Grünen-Abgeordneter Schulze hält später vor, dass der Zeuge Ferat Koçak angegeben habe, Betroffenen seien Antworten versprochen worden, die sie aber nicht bekommen hätten. Leichsenring: „Hier sind wir auch wieder ein wenig Wahrnehmungsbereich bei solchen Gesprächen.“ Sie erinnere sich nicht, dass sie den Betroffenen versprochen hätten, dass sie ihnen gegenüber Fragen beantworten. Es sei wichtig gewesen, die Fragen zu erheben, „aber dass wir persönlich gesagt haben, wir beantworten Ihnen die Fragen, das war meiner Erinnerung nach nicht so.“
Aktenlage
Zum Vorgehen der Kommission fragt in einer späteren Fragerunde der Grünen-Abgeordnete Franco. Die beiden Kommissionsmitglieder erläutern, dass sie sich an dem Rahmen orientiert hätten, den sie vorgegeben bekommen haben. Leichsenring und Diemer haben sich beim Studium der vorliegenden Akten demnach insbesondere am Schlussbericht der BAO [= Besondere Aufbauorganisation] Fokus der Polizei orientiert, in dem sie keine Mängel und Unterlassungen hätten feststellen können. Die Unterlagen hätten sie digital bekommen und sich dann verständigt, wo es Diskrepanzen gibt, wo nachgearbeitet werden müsse. Parallel hätten sie in polizeilichen Datenbanken wie POLIKS recherchiert. Es seien auch Dinge nachgefordert worden.
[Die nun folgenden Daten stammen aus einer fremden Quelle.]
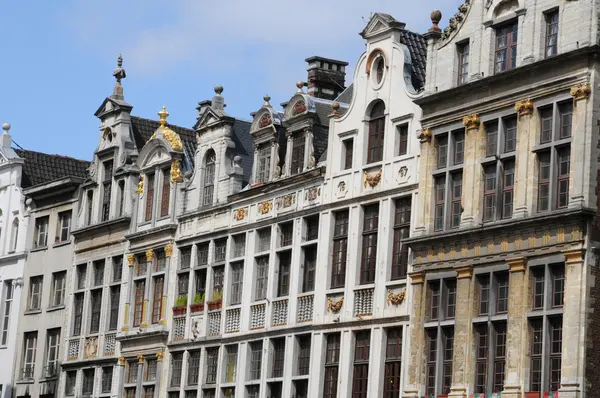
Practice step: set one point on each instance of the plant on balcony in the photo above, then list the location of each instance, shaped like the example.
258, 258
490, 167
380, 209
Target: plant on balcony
217, 300
198, 304
180, 306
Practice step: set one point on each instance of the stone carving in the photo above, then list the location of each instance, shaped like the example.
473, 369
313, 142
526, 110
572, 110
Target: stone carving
372, 179
396, 298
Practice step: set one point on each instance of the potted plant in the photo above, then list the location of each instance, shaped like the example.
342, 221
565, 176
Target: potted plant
180, 306
217, 300
198, 304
Etwa als eine Observation angeregt worden sei, es aber erst deutlich später zu solchen verdeckten Maßnahmen gekommen sei. Es sei dann die Frage gewesen, ob in diesem Zeitraum Straftaten hätten verhindert werden können, was nicht der Fall gewesen sei. Es sei, so Diemer, um die Frage gegangen: „Schlafen die oder sind sie sozusagen kollusiv“. Und dies sei ein gutes Beispiel dafür, dass es kein Fehlverhalten gegeben habe, außer dass es liegen geblieben sei, und auch keine Kollusion.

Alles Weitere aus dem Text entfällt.